The question: is good statistics scalable?

This comes up a lot in discussions on abandoning statistical significance, null-hypothesis significance testing, p-value thresholding, etc. I recommend accepting uncertainty, but what if it’s decision time—what to do?

How can the world function if the millions of scientific decisions currently made using statistical significance somehow have to be done another way? From that perspective, the suggestion to abandon statistical significance is like a recommendation that we all switch to eating organically fed, free-range chicken. This might be a good idea for any of us individually or with small groups, but it would just be too expensive to do on a national scale. (I don’t know if that’s true when it comes to chicken farming; I’m just making a general analogy here.)

Even if you agree with me that null-hypothesis significance testing is almost always a bad idea, that it would be better to accept uncertainty and propagate it through our decision making process rather than collapsing the wavefunction with every little experiment, even if you agree that current practices of reporting statistically significant comparisons as real and non-significant comparisons as zero are harmful and impede our scientific understanding, even if you’d rather use prior information in the steps of inference and reporting of results, even if you don’t believe in ESP, himmicanes, ages ending in 9, embodied cognition, and all the other silly and unreplicated results that were originally sold on the basis if statistically significance, even if you don’t think it’s correct to say that stents don’t work just because p was 0.20, even if . . . etc. . . . even if all that, you might still feel that our proposal to abandon statistical significance is unrealistic.

Sure, sure, you might say, if researchers who have the luxury to propagate their uncertainty, fine, but what if they need to make a decision right now about what ideas to pursue next? Sure, sure, null hypothesis significance testing is a joke, and Psychological Science has published a lot of bad papers, but journals have to do something, they need some rule, right? And there aren’t enough statisticians out there to carefully evaluate each claim. It’s not like every paper sent to a psychology journal can be sent to Uri Simonsohn, Greg Francis, etc., for review.

So, the argument goes, yes, there’s a place for context-appropriate statistical inference and decision making, but such analyses have to be done one at a time. Artisanal statistics may be something for all researchers to aspire to, but in the here and now they need effective, mass-produced tools, and p-values and statistical significance is what we’ve got.

My response

McShane, Gal, Robert, Tackett, and I wrote:

One might object here and call our position naive: do not editors and reviewers require some bright-line threshold to decide whether the data supporting a claim is far enough from pure noise to support publication? Do not statistical thresholds provide objective standards for what constitutes evidence, and does this not in turn provide a valuable brake on the subjectivity and personal biases of editors and reviewers?
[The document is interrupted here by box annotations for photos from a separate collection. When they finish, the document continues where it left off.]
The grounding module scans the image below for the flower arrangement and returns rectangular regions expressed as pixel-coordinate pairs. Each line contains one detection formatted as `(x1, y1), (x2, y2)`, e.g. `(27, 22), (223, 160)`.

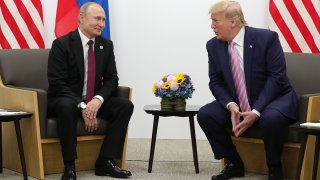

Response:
(152, 73), (195, 100)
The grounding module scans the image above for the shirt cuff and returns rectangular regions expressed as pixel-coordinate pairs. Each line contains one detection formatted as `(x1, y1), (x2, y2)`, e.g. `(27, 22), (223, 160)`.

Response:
(252, 109), (261, 117)
(226, 102), (238, 111)
(93, 95), (104, 103)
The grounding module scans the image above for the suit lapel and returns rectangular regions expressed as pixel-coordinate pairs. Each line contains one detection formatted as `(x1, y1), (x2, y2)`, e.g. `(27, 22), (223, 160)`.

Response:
(71, 29), (84, 82)
(243, 27), (255, 101)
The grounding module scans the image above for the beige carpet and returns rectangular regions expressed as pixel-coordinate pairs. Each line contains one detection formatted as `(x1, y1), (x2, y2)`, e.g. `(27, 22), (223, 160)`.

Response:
(0, 139), (278, 180)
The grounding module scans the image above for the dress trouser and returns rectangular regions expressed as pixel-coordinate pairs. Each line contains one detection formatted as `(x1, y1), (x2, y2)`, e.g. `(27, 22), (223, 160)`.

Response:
(197, 101), (292, 167)
(48, 97), (133, 161)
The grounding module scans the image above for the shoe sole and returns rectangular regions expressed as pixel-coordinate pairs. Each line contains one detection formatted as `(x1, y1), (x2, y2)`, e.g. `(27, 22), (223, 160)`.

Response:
(95, 173), (130, 178)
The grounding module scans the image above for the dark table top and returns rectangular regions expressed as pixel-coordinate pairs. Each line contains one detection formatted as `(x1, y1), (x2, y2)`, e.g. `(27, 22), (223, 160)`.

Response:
(289, 124), (320, 135)
(143, 105), (201, 117)
(0, 109), (32, 122)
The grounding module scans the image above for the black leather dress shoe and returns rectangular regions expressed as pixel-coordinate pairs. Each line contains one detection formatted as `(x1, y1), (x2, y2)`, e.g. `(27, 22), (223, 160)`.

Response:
(95, 160), (132, 178)
(212, 162), (244, 180)
(268, 166), (283, 180)
(61, 164), (77, 180)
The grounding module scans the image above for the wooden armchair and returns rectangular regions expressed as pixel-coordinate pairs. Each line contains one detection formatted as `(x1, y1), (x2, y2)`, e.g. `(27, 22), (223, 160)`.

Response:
(0, 49), (131, 179)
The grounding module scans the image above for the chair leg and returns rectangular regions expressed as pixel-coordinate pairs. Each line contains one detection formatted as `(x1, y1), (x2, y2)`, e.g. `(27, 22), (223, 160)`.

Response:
(0, 122), (3, 173)
(14, 120), (28, 180)
(312, 135), (320, 180)
(189, 116), (199, 174)
(296, 133), (308, 180)
(148, 115), (159, 173)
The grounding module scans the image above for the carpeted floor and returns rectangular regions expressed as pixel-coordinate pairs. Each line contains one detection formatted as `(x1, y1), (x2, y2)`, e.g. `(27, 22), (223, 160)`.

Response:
(0, 139), (284, 180)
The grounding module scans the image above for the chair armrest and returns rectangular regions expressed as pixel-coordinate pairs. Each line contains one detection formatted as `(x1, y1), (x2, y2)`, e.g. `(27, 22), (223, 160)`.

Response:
(298, 93), (320, 123)
(306, 94), (320, 122)
(7, 85), (47, 137)
(113, 86), (132, 100)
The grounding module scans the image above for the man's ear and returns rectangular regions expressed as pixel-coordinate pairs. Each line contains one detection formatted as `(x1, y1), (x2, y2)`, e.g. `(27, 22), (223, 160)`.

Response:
(231, 20), (237, 27)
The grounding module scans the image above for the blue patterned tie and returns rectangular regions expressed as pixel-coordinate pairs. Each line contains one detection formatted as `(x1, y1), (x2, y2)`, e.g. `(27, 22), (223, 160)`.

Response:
(86, 40), (96, 102)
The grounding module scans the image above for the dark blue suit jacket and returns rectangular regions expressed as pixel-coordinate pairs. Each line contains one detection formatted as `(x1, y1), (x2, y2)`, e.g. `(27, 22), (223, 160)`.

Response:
(48, 29), (119, 103)
(207, 27), (298, 119)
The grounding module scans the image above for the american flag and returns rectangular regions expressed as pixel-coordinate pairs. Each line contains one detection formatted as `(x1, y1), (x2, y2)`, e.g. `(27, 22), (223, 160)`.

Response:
(0, 0), (45, 49)
(268, 0), (320, 53)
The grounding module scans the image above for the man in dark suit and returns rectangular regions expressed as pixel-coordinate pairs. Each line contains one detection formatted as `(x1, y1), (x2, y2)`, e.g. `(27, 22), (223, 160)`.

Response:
(48, 2), (133, 180)
(197, 1), (297, 179)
We responded to this concern in two ways.

First:

Even were such a threshold needed, it would not make sense to set it based on the p-value given that it seldom makes sense to calibrate evidence as a function of this statistic and given that the costs and benefits of publishing noisy results varies by field. Additionally, the p-value is not a purely objective standard: different model specifications and statistical tests for the same data and null hypothesis yield different p-values; to complicate matters further, many subjective decisions regarding data protocols and analysis procedures such as coding and exclusion are required in practice and these often strongly impact the p-value ultimately reported.

Second:

We fail to see why such a threshold screening rule is needed: editors and reviewers already make publication decisions one at a time based on qualitative factors, and this could continue to happen if the p-value were demoted from its threshold screening rule to just one among many pieces of evidence.

To say it again:

Journals, regulatory agencies, and other decision-making bodies already use qualitative processes to make their decisions. Journals are already evaluating papers one at a time using a labor-intensive process. I don’t see that removing a de facto “p less than 0.05” rule would make this process any more difficult.